その表情が皮肉なのか、本心なのか。でも、名付けようのない無力感を二人で分け合っていることだけは、肌の温度を通して伝わってきた。
矢刃は執念深い。地元の暴走族と繋がっているという噂もある。トン子にも『ああいうタイプは必ず仕返しにくるから』と、釘を刺されていたことを思い出す。
「……やり返してくるかな」
訊くと「さあ? どうだろ」と、駿は意外なほどあっけらかんとしている。
「ボコられたのはこっちだし。

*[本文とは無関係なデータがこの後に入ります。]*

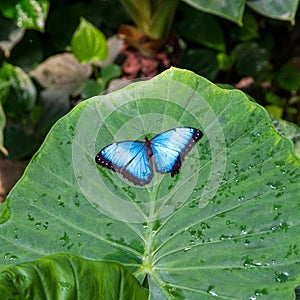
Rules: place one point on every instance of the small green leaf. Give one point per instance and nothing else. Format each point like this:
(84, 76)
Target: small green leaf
(10, 35)
(18, 90)
(110, 72)
(291, 131)
(224, 61)
(2, 126)
(288, 78)
(202, 28)
(65, 276)
(29, 14)
(248, 31)
(251, 58)
(229, 9)
(275, 110)
(201, 61)
(275, 9)
(88, 43)
(91, 88)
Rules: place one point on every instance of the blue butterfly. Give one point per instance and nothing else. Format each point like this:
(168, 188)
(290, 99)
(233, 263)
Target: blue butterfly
(132, 159)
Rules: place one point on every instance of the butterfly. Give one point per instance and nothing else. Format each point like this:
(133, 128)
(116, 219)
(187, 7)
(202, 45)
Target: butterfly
(133, 159)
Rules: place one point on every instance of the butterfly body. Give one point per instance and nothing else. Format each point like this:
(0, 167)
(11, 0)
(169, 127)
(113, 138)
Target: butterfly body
(133, 159)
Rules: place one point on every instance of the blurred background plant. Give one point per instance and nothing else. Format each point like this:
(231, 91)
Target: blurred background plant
(56, 53)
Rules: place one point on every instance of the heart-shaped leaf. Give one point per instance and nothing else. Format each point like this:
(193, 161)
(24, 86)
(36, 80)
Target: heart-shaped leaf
(227, 225)
(65, 276)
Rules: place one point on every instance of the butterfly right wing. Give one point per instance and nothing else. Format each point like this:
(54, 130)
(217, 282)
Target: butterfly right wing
(129, 158)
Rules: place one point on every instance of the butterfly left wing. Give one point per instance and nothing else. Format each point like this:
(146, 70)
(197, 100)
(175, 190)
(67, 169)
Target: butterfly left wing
(170, 148)
(129, 158)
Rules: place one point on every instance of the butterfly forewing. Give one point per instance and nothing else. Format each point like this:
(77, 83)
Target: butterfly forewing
(129, 158)
(170, 147)
(132, 159)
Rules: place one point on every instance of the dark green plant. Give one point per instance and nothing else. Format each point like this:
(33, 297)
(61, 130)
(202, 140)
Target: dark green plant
(227, 225)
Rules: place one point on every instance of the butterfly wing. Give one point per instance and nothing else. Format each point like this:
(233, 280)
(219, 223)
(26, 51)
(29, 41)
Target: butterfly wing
(170, 148)
(129, 158)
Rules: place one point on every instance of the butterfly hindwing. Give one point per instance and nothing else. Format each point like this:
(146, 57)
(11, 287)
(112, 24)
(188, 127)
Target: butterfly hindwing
(129, 158)
(170, 147)
(132, 159)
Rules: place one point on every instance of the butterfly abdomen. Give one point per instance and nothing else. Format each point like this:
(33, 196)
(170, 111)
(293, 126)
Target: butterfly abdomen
(134, 159)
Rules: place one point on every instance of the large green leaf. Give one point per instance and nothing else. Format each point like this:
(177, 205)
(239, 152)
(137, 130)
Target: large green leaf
(276, 9)
(65, 276)
(227, 225)
(26, 13)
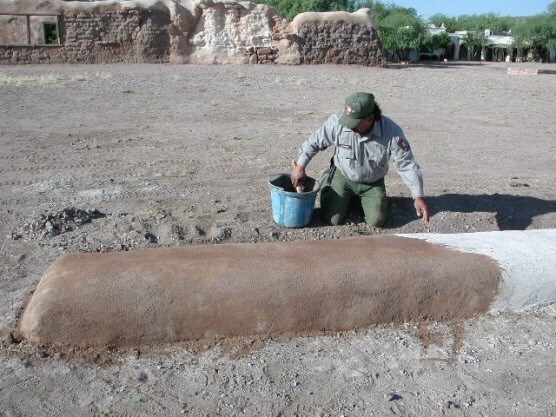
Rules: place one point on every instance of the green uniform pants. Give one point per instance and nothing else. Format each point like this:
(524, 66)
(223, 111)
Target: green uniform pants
(336, 197)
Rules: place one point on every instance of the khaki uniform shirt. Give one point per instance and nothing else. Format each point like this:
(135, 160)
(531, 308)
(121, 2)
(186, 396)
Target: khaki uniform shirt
(365, 158)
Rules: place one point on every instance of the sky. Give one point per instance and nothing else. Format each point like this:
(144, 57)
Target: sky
(454, 8)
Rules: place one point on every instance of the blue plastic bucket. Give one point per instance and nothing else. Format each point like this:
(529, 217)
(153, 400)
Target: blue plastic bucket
(289, 208)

それで手打ちなんじゃないかな」
駿の前髪を揺らす風が、ことさら火照った頬の熱をさらっていく。
「てか、大丈夫なの? 明日、練習試合でしょ?」
言われるまで、完全に忘れていた。この足では、まともに歩くことさえままならない。バスケなんて、なおさらだ。
「丸ちゃん、副キャプテンなのにね」
冗談めかして笑う駿につられ、「はは」と声を漏らした。けれど、その響きはどこにも届かず、夜の日常に吸い込まれるだけだった。
二人とも、しばらく黙った。
あの夜から、何かが決定的にずれたままだ。最近、駿が学校へ姿を見せないのも、きっと自身のせいなのだろう。四角関係を自分が壊してしまった。
「駿、あのさ……」
「どうしたの、改まって」
「ごめんな」
「え、何で丸ちゃんが謝るのさ。僕の方こそ、ごめん。色々と気が利かなくて」
「いや、違うんだ」
駿の目が、前髪の隙間から、はっきりと見えた。
「おれ、牧野とは別れたんだ」
全部、おれが悪いんだ。胸の中でそう続けた。
「え! どうして? もう?」
「んー。何か、思ってたのと違ってたみたい」
牧野とは、数週間付き合ってみたものの、恋人らしいことは何ひとつできなかった。
告白されたのは自分だ。そんな驕りがあったのかもしれない。相手が超がつくほどの照れ屋で、何も言ってこないのをいいことに、ただ放置してしまった。結局、何も進展しないまま、あっけなく終わった。
そして、何よりも、別れた後が最悪だった。